Owens bolts from his seat. He steps around the table and Huntington rises in anticipation. Which only makes it easier for Owens to grab him by the collar and pin him against the wall.
Winslow shouting, “Owens, stand down!”
Huntington grasps at Owens’s hands. Trying to pry them off. Scared. What he doesn’t realize is that this flurry of motion and sudden violence is actually Owens holding himself back.
“What exactly do you want to ask about my wife?” Owens’s voice strangely slow, even to himself. “Do you want to know what it was like to see her body hanging there? Would you like to know how cold her skin felt?”
Winslow again, “Detective Owens, stand down. Now.”
Owens releases Huntington.

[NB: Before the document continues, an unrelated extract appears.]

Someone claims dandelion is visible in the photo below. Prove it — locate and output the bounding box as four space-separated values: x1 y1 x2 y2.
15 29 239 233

Smells the man’s sweat, his own. Huntington holds out a finger. Wanting the last word. Then deciding maybe that’s a tremendously bad idea.
Owens brushes past Winslow on his way out. “Write whatever the hell ‘truth’ you want, but leave Jeanie out of it. You need me to sign any forms about the Market riot, leave them in my fucking box.”
Memories are indeed sharper now, impaled against our vision like tiny butterflies. He already knows he’ll remember this moment for a long time.
CHAPTER 10
Hours after being released, Dr. Leila paces in her living room. At first she had assumed they were holding her for her own protection, as the murderer must still be out there somewhere. Then the detectives asked the wrong sorts of questions, and life became like a car headed off a cliff she couldn’t steer away from.